After a bitter and drawn-out review process, the city approved a trio of large-scale residential towers on the Lower East Side waterfront on Wednesday.
In a 10-to-3 vote, the City Planning Commission voted in favor of a controversial application, filed jointly by four developers, to build three residential towers in Two Bridges that together will add 3,000 housing units to the neighborhood. They include JDS Development’s 1,000-unit rental tower at 247 Cherry Street; L+M Development and CIM Group’s 798-foot tower at 260 South Street; and Starrett Corporation’s 730-foot building at 259 Clinton Street.
Combined, the projects represent $4.5 billion worth of investment in the neighborhood, and would add nearly 700 affordable units.
“The three proposed projects will deliver lasting and meaningful benefits for the Two Bridges community,” the developers said in a statement, pointing to required repairs to a local NYCHA complex, the East Broadway subway station, and the construction of affordable housing units.
In casting her “yes” vote, CPC Chair Marisa Lago said that from a legal standpoint, the buildings comply with underlying zoning rules in the district. “This is nonetheless a challenging situation because the proposed buildings aren’t minor in scale and will affect the surrounding neighborhood.”
But she cited several benefits to the neighborhood, including wheelchair access to the East Broadway subway station, new public space and the addition of nearly 700 affordable units — “a truly rare opportunity” to add affordable housing in Lower Manhattan. “This represents the largest privately-financed affordable housing development in the city’s history,” she said.

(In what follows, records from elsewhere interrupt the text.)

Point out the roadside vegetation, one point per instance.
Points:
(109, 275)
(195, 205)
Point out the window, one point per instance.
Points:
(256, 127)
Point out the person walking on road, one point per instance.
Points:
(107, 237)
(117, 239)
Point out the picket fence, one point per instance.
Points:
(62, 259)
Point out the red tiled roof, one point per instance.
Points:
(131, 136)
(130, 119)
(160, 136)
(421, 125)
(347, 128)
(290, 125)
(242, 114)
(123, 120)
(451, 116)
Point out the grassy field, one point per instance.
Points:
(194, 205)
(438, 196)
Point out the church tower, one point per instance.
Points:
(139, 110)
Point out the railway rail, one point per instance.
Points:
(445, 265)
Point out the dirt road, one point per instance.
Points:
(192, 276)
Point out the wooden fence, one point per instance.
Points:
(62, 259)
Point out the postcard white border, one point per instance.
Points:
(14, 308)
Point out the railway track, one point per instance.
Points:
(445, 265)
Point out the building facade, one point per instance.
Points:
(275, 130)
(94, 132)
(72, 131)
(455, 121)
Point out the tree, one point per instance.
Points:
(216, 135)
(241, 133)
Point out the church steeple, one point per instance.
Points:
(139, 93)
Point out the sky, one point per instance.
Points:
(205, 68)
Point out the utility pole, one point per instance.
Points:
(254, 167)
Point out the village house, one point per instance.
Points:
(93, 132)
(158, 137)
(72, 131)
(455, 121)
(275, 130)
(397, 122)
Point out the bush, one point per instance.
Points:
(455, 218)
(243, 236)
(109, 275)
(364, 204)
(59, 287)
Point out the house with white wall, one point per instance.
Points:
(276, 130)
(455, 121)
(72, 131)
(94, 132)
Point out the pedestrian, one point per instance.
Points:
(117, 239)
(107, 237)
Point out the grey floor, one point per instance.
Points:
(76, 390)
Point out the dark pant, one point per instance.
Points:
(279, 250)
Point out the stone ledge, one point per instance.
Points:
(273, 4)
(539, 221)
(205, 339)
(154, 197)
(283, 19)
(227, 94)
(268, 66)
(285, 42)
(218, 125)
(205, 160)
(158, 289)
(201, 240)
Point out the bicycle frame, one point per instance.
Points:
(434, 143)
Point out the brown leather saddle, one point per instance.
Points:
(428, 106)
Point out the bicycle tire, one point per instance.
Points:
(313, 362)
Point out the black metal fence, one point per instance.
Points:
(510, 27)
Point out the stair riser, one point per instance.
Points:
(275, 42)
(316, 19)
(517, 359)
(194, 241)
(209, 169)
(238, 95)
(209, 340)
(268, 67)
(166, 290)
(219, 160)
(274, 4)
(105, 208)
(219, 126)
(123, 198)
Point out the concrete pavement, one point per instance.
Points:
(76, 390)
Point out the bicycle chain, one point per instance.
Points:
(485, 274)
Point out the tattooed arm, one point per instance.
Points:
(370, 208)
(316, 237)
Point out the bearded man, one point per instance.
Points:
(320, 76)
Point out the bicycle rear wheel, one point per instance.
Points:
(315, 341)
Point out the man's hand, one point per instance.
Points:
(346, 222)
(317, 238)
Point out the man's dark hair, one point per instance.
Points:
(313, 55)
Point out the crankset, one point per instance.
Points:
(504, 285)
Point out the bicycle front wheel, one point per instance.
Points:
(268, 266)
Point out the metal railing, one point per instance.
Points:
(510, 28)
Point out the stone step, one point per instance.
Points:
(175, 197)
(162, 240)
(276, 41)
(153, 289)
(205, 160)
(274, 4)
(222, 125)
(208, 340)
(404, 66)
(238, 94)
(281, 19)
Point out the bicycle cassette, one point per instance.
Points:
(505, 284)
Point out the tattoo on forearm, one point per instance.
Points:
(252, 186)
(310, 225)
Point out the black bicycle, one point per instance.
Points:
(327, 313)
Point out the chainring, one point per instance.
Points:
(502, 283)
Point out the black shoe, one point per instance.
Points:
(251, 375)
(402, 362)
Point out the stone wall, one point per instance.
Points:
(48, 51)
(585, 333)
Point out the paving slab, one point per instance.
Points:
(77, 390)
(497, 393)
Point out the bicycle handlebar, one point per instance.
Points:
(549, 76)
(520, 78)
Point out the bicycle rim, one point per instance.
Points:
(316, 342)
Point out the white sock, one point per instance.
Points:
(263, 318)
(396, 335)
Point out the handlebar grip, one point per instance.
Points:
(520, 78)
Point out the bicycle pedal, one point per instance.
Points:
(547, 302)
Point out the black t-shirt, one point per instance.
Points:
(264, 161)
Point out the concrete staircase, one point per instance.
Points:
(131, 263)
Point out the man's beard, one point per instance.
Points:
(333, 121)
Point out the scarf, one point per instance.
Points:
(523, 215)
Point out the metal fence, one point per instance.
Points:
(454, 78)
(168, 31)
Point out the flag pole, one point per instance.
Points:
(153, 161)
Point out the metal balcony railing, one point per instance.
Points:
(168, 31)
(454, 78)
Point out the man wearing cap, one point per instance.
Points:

She said the developers have also committed $12.5 million to the New York City Housing Authority’s Two Bridges development. And the developers will form a community construction task force to act as a forum where locals can express their concerns.
Allen Cappelli, a member of the planning commission, also voted yes but said he felt somewhat “ambivalent” about doing so. “Part of my reluctance on this issue has been, perhaps, my frustration with the limitation of what our actual authority is from time to time,” he said. “In analyzing this particular situation, I agree with the legal [determination] that essentially our hands are tied.”
Over the past three years, community groups and housing advocates have railed against the proposals, expressing concern for how they will impact traffic congestion and school enrollment. The projects are being developed as-of-right, meaning they didn’t require special approvals to go forward. But after a failed attempt to force them through the city’s labyrinthine land-use review process, the trio went through an environmental study to determine what could be done to mitigate negative effects on the community.
That yielded some concessions from developers: In late 2017, JDS said it would help pay for a flood barrier at two neighboring buildings.
In January, Manhattan borough president Gale Brewer and local council member Margaret Chin proposed a zoning text amendment that would require projects in Two Bridges to receive a special permit forcing them to go through the Uniform Land Use Review Process (ULURP).